Zurich opens first-ever drive-in ‘sex boxes’

Shelters equipped with alarm buttons and a security guard were erected in Zurich, in attempt to reduce open street prostitution.

Switzerland has long been famous for its mountaineering, chocolate and precision watches, but a lesser known aspect is its legal prostitution since 1942, for which its largest city is one of the main centers in Europe.

Today, the city of Zurich opened Switzerland's first-ever drive in shelters as part of a controversial attempt to reduce open street prostitution, protect sex workers and prevent organised crime.

Fashionably teak-colored open wooden garages, popularly called "sex boxes" by the Swiss media, will be open for business for drive-in customers. The several dozen sex workers who are expected to make it their new hub will stand along a short road in a small, circular park for clients to choose from and negotiate with. The park was built in a former industrial area nestled between a rail yard and the fence along a major highway.

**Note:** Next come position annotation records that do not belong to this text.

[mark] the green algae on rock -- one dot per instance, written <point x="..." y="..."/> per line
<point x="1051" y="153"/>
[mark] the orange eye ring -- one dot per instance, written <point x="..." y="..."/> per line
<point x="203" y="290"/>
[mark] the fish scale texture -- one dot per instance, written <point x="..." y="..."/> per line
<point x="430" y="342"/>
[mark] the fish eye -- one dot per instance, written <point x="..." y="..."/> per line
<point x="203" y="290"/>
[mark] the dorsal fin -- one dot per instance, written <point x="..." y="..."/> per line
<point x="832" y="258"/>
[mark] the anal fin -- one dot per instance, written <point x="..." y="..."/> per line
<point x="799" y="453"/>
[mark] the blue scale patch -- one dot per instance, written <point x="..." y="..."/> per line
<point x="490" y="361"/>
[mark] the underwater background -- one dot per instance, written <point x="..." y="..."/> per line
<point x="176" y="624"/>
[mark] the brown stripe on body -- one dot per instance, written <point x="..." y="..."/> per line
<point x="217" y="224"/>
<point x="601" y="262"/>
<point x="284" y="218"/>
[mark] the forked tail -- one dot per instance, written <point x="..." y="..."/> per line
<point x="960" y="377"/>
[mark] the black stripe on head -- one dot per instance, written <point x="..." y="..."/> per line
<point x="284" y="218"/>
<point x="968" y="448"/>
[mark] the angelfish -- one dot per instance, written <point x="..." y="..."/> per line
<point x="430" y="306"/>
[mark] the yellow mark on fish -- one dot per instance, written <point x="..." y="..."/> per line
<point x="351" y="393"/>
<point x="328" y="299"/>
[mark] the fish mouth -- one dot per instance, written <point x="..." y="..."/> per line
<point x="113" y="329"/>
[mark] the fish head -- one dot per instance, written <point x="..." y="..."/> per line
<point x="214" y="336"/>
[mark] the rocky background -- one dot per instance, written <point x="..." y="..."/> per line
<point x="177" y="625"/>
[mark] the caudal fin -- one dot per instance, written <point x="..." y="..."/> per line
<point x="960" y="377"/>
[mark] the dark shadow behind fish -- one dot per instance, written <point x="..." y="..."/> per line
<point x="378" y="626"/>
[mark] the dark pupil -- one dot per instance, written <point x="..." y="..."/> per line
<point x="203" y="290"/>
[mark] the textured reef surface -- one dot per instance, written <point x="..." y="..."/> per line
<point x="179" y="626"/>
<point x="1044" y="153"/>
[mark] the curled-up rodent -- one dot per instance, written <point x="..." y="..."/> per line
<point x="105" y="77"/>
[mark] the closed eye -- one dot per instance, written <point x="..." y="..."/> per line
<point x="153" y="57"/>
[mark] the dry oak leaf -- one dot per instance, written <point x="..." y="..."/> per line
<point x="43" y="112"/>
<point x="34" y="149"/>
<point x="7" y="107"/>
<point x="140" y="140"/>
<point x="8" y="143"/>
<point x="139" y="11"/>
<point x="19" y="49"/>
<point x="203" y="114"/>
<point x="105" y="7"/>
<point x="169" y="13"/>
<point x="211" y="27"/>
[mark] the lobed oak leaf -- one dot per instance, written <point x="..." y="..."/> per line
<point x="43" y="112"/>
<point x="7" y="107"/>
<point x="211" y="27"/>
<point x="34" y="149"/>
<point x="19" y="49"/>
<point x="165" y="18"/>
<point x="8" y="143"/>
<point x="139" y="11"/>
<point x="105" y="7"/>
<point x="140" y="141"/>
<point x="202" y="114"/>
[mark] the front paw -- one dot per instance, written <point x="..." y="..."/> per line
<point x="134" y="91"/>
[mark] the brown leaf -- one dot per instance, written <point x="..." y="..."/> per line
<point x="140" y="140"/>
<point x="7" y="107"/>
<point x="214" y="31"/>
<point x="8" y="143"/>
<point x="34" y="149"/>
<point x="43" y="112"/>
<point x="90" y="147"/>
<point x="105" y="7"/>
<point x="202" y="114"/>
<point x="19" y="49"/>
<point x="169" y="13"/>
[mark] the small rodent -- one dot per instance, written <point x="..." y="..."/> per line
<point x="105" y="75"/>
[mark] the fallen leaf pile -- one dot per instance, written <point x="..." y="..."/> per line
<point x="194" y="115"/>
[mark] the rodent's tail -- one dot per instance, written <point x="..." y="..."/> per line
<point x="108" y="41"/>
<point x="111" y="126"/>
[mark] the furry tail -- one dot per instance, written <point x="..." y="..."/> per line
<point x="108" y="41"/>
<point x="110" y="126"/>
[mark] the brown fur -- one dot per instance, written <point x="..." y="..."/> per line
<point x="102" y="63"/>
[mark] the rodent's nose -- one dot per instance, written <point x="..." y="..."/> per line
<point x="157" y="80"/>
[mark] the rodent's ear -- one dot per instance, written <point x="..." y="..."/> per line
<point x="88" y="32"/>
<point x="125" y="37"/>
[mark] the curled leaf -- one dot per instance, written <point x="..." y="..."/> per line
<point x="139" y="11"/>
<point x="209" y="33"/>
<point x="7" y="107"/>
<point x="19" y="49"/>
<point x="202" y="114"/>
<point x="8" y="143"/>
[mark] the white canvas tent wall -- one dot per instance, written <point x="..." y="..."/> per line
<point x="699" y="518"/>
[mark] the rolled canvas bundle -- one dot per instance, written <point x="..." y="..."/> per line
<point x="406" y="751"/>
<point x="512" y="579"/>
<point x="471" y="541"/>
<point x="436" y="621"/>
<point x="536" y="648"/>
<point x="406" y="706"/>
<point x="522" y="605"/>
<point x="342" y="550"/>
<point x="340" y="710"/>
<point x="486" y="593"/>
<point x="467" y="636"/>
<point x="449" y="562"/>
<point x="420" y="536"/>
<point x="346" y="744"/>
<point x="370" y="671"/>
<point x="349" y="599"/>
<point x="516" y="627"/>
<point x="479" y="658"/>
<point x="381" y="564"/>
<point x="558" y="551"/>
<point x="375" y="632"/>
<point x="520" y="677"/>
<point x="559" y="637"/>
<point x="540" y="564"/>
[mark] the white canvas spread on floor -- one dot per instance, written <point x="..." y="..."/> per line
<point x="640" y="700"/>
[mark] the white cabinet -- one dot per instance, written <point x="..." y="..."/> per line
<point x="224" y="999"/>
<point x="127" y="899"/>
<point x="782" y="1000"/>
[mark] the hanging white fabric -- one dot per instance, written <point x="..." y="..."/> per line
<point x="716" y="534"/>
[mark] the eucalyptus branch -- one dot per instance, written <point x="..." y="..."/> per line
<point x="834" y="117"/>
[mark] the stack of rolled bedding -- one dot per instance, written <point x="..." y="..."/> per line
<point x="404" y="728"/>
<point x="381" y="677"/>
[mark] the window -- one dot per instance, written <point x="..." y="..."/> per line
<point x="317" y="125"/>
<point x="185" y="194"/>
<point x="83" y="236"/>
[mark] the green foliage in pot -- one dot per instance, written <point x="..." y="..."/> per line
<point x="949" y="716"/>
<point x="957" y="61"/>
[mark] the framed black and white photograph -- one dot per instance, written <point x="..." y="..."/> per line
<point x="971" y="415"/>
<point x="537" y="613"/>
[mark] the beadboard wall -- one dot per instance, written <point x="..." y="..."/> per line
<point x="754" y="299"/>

The publicly funded facilities - open all night and located away from the city center - include bathrooms, lockers, small cafe tables and a laundry and shower. Men won't have to worry about video surveillance cameras, but the sex workers - who will need a permit and pay a small tax - will be provided with a panic button and on-site social workers trained to look after them.

Michael Herzig, a Zurich social services director who supervises the city's sex workers, defended the move: "Prostitution is a business. We cannot prohibit it, so we want to control it in favour of the sex workers and the population," he said

"If we do not control it, organised crime and the pimps will take over," he added. Just over 52 per cent of Zurich's voters approved of plans to introduce sex-boxes in a referendum held in March last year. The boxes cost the equivalent of €1.7m (£1.4m) to install and €560,000 a year to run.

Ursula Kocher a spokeswoman for Zurich's "Flora Dora" prostitute support group told Agence France Presse she approved of the sex boxes because they allowed women to remain on site and "deal with customers quickly" rather than exposing them to potentially dangerous situations by clients who took them elsewhere.

However, Switzerland's popular right-wing Swiss People's Party (SVP) opposes the move. "It will not work, either because the clients will not come or because the site will not be used by prostitutes, said Sven Dogwiler an SVP politician. "It puts them in a cleaner environment but one which is subsidised by taxpayers," he added.
The Zurich sex box experiment follows their largely successful introduction in Germany, where they have been in operation in designated big city areas since 2001. They are reported to have led to a "considerable drop" in violence against sex workers.

But in Dortmund, a number of sex boxes installed in 2007, were closed down in 2011 after they fell under the control of eastern European gangs.